Plt Deputi Penindakan dan Eksekusi KPK, Asep Guntur Rahayu, menegaskan pihaknya akan berkoordinasi dengan Kedeputian Korsup untuk meminta kejelasan perkembangan perkara tersebut.
“Karena penanganannya oleh Bareskrim, maka KPK ingin mengetahui sudah sejauh mana kasus TPPU Setya Novanto ini berjalan,” kata Asep, Selasa (19/8).

Wakil Ketua KPK, Alexander Marwata, sebelumnya juga menginstruksikan agar Deputi Korsup menjalin komunikasi intens dengan Bareskrim. Hal ini untuk memastikan apakah penyidikan kasus TPPU berjalan atau justru terhenti di tengah jalan.

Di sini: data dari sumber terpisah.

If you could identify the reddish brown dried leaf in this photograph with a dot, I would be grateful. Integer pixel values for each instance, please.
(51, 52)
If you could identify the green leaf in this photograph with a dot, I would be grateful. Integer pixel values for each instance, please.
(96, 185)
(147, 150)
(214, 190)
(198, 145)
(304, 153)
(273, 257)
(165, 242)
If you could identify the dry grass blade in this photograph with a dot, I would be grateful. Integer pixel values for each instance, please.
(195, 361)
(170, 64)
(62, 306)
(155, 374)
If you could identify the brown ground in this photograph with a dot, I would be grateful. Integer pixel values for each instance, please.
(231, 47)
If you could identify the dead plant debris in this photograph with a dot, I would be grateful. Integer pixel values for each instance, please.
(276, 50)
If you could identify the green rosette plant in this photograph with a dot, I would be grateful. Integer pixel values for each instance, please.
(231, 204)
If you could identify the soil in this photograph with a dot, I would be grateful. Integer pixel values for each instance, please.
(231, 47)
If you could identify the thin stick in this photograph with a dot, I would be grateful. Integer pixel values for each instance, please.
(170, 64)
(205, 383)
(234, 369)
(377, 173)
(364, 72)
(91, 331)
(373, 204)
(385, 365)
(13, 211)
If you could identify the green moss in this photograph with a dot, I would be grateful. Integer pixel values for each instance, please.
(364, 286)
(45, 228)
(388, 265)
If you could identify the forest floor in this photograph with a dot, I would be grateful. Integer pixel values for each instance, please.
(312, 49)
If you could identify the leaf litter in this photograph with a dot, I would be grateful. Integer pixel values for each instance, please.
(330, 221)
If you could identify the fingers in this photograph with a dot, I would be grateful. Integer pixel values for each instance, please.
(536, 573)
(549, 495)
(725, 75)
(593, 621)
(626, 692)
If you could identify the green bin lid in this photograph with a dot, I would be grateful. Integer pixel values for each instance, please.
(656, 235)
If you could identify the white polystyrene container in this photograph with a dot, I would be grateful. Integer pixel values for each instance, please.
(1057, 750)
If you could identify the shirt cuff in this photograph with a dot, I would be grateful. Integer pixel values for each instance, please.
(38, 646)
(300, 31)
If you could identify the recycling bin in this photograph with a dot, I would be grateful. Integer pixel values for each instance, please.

Desakan serupa datang dari lembaga masyarakat sipil. Indonesia Corruption Watch (ICW) menilai penanganan kasus TPPU Setnov terkesan stagnan. Minimnya penertiban aset serta lemahnya pelacakan aliran dana disebut sebagai kemunduran pemberantasan korupsi.
“Kegagalan menjerat Setya Novanto dengan TPPU semakin menunjukkan lemahnya penegakan hukum,” kritik ICW.

Masyarakat Anti-Korupsi Indonesia (MAKI) juga mendesak KPK mengambil alih perkara ini. Menurut MAKI, penyidikan TPPU semestinya dapat membuka jalan untuk mengungkap pihak-pihak lain yang turut menikmati hasil korupsi proyek e-KTP.

Untuk diketahui, pada 2018 Setya Novanto divonis 15 tahun penjara, denda Rp500 juta, dan diwajibkan membayar uang pengganti sebesar USD 7,3 juta. Namun, Mahkamah Agung melalui putusan Peninjauan Kembali (PK) pada Juli 2025 memangkas hukumannya menjadi 12 tahun 6 bulan, dengan sisa kewajiban uang pengganti sekitar Rp49 miliar.

Kepala Humas Ditjen Pemasyarakatan, Rika Aprianti, menyebut pembebasan bersyarat diberikan lantaran Setnov dinilai berkelakuan baik, aktif mengikuti pembinaan, serta telah menjalani 2/3 masa pidana. Meski bebas bersyarat, ia masih wajib lapor hingga diperkirakan bebas murni pada 2029.